Reviewed by mjneu597 / 10

a study of isolation and achievement

A film about a lonely figure piloting his one-man sailboat across the wide expanse of the Pacific Ocean would seem to pose an insurmountable narrative logistical threat, but director Kon Ichikawa turns an unlikely true story into an unusual study of isolation and personal achievement. Ken-Ichi Horie was an obstinate amateur sailor obsessed with the challenge of a solo journey across the world's largest ocean, and in 1962 he fulfilled his ambitions (succeeding almost in spite of himself) in a 92-day passage that proved to be less an ordeal than a comic misadventure. Using a choppy visual style and a claustrophobic wide-screen camera, Ichikawa shows the intrepid traveler at the mercy of both the elements and his own inexperience, ending with his anticlimactic arrival in San Francisco, victorious but asleep on his feet. The alternate title of the film was 'My Enemy, the Sea', a misnomer since, for all its impassive antagonism, the ocean was Horie's only true friend, allowing him the freedom he never knew on land.

Reviewed by Ethan_Ford9 / 10

An epic odyssey

The theme of stubborn individualism has always run through Ichikawa's work and it was not surprising that he wished to film this true story of an ordinary twenty-three year old who crossed the Pacific in a small yacht,a feat which no Japanese had ever accomplished.The hero is played by Yujiro Ishihara,a hugely popular star in youth movies who is utterly convincing in the role.It is the accumulation of small details which make the film so compellingly realistic:the daunting planning and purchase of items from three sets of screwdrivers to a meticulously controlled diet of canned foods,beer and water.

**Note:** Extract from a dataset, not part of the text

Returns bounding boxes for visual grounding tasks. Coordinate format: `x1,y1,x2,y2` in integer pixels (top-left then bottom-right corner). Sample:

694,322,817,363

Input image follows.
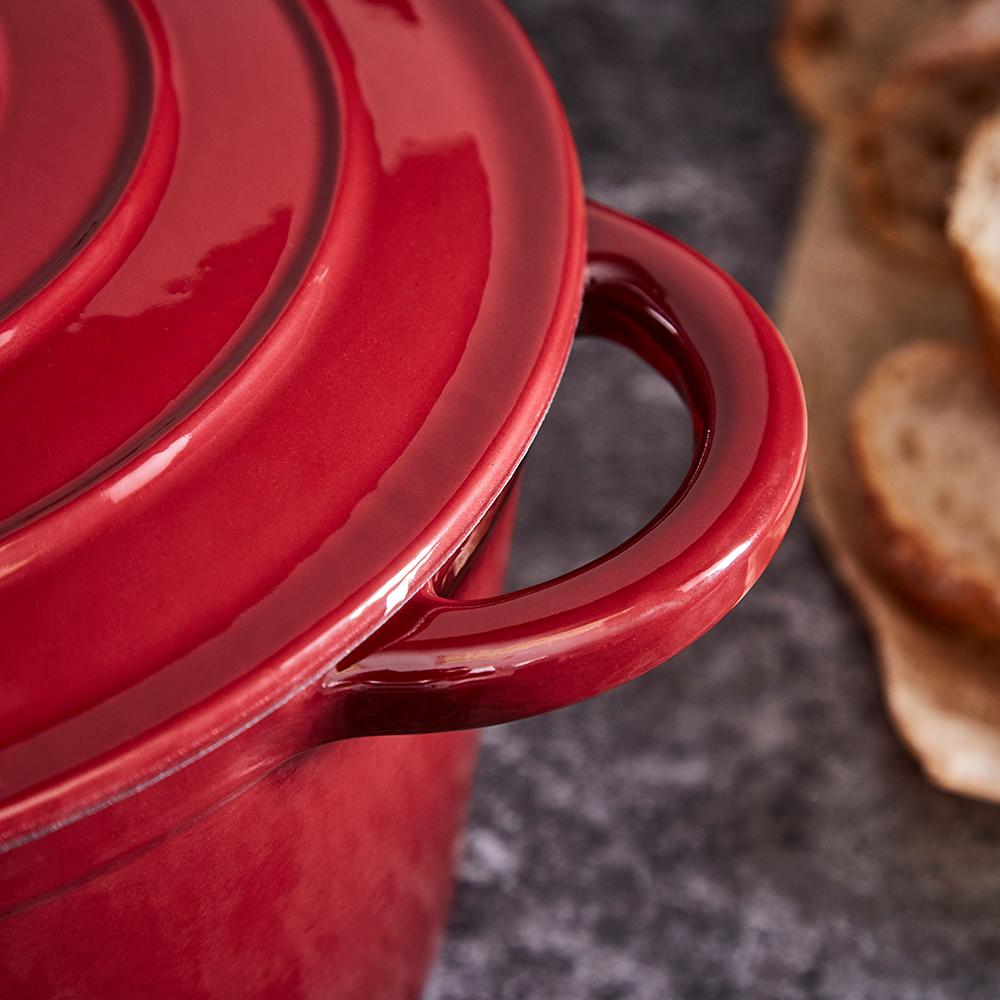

He is subjected to all the ordeals which lone sailors speak of,namely,above all,the loneliness of each day,the sleep deprivation,the unforeseen accidents,and above all the vagaries of the weather,his small vessel unceasingly lashed by unforgiving storms,even the presence of a shark which almost catches him off guard having a swim. Throughout the film we see flashbacks to his rather humdrum existence working for his father and then for a travel agency,his bickering relationship with his father,his rejection of his mother's endless pleas for him to stay at home.It seems as if the typically conformist pressures exerted by the Japanese family have in part driven him to find relief in the open seas. And when the end of the voyage comes,it is one of the most perfect and beautifully filmed climaxes in modern film history.